Die Innenstadt öffnen

Wird sie gewählt, möchte Martina Herrmann unter anderem die Innenstadt angehen. „Ich setze auf kleinen, inhabergeführten Einzelhandel. Zu einer Innenstadt gehört doch, dass man einkaufen gehen kann“, sagt die gebürtige Süderin. Außerdem wolle sie mit einer freundlichen Umgestaltung des Bramhügels Anschluss an den Hertener Süden schaffen: „So wird alles offener, einladender.“

Das zurzeit brachliegende Herten-Forum betrachtet Martina Herrmann als Chance für die Innenstadt. Sie hofft, dass das geplante, im Umkreis einzigartige Outlet-Konzept auch Käufer aus den Nachbarstädten lockt. „Die Kaufkraft in Herten ist ja leider nicht sehr hoch. Da passt ein Outlet ganz gut.“

Gewerbesteuer senken macht Herten attraktiver

Im Anschluss möchte sie die Innenstadt sukzessive wieder aufbauen. Geringere Gewerbesteuern sollen Einzelhändler überzeugen, sich in der Innenstadt niederzulassen. „Geringe Gewerbesteuern spülen zwar weniger Geld in die eh schon klamme Stadtkasse,  aber sie bedeuten eine langfristige Investition in die Attraktivität der Innenstadt. Schnell kann man in Herten gar nichts bewirken, dafür fehlen die Gelder“, sagt Herrmann. Die Stadt müsse sich insgesamt mehr um Unternehmer bemühen, fordert die Kandidatin.

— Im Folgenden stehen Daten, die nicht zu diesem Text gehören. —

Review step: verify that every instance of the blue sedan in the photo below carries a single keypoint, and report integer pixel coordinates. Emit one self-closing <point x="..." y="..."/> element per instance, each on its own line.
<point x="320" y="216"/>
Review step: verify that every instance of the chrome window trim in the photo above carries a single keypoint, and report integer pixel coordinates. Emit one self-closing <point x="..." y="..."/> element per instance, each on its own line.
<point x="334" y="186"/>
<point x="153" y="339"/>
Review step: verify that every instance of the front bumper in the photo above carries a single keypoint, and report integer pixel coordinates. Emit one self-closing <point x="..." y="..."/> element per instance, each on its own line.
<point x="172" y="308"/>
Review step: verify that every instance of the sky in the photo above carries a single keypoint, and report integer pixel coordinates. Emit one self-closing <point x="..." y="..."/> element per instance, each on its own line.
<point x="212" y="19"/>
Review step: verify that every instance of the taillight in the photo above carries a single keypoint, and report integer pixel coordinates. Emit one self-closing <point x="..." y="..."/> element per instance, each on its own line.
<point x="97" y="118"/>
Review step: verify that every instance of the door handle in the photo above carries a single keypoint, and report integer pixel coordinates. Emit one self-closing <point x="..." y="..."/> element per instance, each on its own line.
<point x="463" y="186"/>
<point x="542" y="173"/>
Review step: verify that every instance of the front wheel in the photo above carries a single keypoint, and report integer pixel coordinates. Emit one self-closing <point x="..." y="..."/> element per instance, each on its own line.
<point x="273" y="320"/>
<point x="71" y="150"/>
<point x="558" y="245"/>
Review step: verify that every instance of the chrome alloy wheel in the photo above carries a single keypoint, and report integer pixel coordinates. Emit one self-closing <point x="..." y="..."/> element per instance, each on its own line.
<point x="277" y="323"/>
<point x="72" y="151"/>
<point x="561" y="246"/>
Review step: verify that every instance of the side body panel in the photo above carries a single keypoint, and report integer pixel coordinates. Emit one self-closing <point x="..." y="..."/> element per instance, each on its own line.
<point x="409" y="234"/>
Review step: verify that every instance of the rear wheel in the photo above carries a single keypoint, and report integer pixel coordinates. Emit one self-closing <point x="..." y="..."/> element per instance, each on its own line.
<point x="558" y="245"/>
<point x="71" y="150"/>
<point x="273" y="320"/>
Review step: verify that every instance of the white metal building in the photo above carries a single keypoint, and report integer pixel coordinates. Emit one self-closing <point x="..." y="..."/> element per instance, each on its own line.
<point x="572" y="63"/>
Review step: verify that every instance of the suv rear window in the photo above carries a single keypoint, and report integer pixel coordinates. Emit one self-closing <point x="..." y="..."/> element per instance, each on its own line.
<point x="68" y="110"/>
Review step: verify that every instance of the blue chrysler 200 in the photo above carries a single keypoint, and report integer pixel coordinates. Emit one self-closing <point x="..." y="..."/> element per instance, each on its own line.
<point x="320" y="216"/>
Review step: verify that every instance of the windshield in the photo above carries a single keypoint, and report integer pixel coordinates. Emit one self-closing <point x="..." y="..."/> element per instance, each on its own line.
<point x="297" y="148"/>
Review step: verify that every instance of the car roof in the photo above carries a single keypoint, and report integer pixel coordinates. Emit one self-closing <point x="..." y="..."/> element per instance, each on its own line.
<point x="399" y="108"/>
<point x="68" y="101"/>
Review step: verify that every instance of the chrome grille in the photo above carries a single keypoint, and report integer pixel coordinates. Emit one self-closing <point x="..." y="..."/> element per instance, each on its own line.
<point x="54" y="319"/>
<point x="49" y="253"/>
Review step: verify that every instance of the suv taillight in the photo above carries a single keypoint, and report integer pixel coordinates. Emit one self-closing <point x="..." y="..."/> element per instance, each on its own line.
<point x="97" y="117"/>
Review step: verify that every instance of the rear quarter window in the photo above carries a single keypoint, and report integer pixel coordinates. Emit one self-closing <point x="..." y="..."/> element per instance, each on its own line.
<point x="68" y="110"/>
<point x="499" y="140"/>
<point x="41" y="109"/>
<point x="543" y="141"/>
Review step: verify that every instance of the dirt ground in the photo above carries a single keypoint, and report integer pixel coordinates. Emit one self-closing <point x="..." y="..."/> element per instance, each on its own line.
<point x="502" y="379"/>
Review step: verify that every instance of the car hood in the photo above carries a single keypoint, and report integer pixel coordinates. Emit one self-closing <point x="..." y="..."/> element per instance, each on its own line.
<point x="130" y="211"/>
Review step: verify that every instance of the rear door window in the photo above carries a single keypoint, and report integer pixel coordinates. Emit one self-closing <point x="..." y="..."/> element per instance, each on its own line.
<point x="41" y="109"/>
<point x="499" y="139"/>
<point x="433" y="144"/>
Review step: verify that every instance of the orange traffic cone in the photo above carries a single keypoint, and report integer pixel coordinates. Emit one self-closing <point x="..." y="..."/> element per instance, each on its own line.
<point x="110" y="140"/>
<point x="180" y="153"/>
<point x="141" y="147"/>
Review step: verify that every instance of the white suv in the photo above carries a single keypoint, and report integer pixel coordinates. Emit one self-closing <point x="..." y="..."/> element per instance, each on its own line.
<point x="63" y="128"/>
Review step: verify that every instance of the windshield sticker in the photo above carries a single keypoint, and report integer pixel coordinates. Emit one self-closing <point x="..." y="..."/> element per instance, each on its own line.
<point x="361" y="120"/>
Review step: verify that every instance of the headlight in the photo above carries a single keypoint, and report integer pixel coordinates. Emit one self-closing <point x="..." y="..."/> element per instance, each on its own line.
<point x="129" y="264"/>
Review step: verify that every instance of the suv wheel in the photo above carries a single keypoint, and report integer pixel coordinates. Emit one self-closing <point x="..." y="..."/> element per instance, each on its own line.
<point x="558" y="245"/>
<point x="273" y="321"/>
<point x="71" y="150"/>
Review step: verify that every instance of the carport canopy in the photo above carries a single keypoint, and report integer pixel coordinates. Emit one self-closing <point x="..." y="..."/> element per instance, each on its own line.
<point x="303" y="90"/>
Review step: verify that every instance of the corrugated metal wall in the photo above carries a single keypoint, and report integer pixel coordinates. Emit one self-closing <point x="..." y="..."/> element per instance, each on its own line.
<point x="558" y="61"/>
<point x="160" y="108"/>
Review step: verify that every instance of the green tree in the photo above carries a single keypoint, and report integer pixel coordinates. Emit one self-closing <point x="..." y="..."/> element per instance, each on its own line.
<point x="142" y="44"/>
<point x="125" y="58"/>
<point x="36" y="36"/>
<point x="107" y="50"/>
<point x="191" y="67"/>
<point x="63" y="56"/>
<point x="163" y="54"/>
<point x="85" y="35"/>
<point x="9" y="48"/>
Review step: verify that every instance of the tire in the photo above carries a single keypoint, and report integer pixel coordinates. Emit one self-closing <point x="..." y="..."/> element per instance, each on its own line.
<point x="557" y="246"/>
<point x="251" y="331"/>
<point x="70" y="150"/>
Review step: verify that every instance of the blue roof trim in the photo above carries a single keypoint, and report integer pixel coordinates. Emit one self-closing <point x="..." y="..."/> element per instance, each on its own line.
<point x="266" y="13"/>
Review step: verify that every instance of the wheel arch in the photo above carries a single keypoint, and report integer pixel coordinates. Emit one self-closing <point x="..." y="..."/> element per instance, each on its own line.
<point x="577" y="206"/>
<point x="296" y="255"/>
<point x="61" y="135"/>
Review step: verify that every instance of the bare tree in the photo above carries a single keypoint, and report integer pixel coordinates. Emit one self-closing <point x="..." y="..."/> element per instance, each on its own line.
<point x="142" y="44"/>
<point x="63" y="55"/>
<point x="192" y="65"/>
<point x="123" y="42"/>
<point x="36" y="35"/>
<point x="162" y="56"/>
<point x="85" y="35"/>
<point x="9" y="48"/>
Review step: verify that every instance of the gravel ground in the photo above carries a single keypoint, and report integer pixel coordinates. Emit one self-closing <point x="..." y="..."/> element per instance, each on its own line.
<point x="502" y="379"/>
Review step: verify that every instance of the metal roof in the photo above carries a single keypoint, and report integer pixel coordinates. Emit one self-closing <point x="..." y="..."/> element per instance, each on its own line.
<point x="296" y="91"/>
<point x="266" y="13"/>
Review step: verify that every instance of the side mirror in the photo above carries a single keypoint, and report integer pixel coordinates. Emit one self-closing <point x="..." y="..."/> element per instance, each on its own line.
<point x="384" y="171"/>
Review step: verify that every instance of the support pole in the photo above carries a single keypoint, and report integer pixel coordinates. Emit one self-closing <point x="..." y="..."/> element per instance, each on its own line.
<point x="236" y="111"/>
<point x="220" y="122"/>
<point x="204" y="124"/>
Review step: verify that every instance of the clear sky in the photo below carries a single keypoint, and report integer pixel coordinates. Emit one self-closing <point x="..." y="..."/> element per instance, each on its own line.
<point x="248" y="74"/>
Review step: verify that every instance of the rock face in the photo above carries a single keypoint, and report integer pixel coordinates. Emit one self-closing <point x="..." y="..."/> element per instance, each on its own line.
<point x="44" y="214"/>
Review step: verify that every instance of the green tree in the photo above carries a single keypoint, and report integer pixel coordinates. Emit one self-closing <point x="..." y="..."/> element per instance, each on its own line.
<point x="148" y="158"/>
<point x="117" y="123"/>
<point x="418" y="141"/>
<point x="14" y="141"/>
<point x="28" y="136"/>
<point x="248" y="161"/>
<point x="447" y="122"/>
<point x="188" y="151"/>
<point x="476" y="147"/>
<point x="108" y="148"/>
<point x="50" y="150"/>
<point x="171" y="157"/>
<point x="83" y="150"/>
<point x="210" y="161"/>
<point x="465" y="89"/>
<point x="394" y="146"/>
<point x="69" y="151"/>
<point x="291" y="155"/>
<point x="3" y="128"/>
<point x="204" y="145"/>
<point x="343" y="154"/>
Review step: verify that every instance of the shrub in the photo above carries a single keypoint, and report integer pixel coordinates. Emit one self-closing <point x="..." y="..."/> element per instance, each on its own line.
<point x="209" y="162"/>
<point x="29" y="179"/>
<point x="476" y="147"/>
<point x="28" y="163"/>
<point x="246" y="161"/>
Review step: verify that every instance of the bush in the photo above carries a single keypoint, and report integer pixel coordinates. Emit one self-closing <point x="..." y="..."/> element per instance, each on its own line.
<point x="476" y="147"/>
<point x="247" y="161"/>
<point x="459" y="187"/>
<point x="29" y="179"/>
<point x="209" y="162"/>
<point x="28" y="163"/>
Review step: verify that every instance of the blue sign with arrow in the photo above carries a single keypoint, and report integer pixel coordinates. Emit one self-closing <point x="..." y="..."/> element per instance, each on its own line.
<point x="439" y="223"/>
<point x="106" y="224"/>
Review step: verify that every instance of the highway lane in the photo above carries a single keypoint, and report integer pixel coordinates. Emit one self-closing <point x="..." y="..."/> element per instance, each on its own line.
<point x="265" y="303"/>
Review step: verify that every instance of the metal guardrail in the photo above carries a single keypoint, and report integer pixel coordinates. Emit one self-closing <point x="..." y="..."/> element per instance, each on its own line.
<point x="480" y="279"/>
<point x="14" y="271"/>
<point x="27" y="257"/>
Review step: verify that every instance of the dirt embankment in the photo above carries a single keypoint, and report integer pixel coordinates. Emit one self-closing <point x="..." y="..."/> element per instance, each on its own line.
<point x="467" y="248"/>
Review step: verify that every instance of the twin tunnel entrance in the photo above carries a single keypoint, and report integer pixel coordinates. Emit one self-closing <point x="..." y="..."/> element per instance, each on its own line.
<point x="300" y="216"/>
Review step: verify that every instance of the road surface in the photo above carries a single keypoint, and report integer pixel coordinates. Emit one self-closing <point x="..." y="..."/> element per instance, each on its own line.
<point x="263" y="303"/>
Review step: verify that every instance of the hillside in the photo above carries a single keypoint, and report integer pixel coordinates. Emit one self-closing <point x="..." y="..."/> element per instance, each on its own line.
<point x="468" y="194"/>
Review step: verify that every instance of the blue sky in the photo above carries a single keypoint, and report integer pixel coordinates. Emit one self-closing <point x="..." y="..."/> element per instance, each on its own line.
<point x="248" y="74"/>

Martina Herrmann ist Hertenerin durch und durch. Im Süden geboren lebt sie mit ihrem Ehemann seit 1980 wieder im Haus ihrer Eltern. 2007 trat sie bei den Grünen ein. Hauptsächlich, um in der Frauenpolitik etwas zu bewegen: „Ich möchte, dass es Müttern leichter gemacht wird, nach der Schwangerschaft weiter arbeiten zu können. Runter mit den Kitagebühren, längere Betreuungszeiten. Es ist mir wichtig, dass eine Familie für Frauen keinen Karriereknick bedeutet – so wie bei mir damals.“

Frauenpolitik ist ihr Steckenpferd

Mit 20 machte Martina Herrmann eine Ausbildung zur Industriekauffrau. Drei Jahre arbeitete sie im Wanne-Eickeler Maschinenbaubetrieb Schwing, dann wurde sie schwanger mit ihrem Sohn Marcel, heute 32. „Ich wollte in Teilzeit gehen, aber man ließ mich nicht“, sagt Herrmann. Sie verließ das Unternehmen, bekam ihre Tochter Kira (29). Ein Jahr später heuerte sie als Telefonverkäuferin bei Herta an. „Ich hätte mir beruflich mehr gewünscht“, sagt die Politikerin heute. Herta ist sie treu geblieben. Seit 15 Jahren arbeitet sie im Vertrieb des Unternehmens. Und tritt neben dem Beruf politisch für die Interessen arbeitender Mütter ein: „Das ist mir unheimlich wichtig.“

Sparen, aber besonnen

In ihrer Haushaltsrede kritisierte Martina Herrmann zu Anfang des Jahres die hohe Verschuldung der Stadt. Die SPD habe zu viele Sparmaßnahmen durchgedrückt, ohne sie auf Nachhaltigkeit zu prüfen. Martina Herrmann sagt: „Ich würde weniger Projekte angehen und dafür konzentrierter arbeiten." Sparpotenzial sieht die Grünen-Kandidatin unter anderem auf Zeche Westerholt: „Da wird Geld für ein Wachhäuschen ausgegeben oder ein Modellhaus, das der RAG gehört, energetisch saniert. Ich frage mich: Wofür?“ Investiert werden solle stattdessen in Jugendzentren. Anlaufstellen und Plätze „zum Abhängen“ seien Mangelware im Stadtgebiet, so Herrmann.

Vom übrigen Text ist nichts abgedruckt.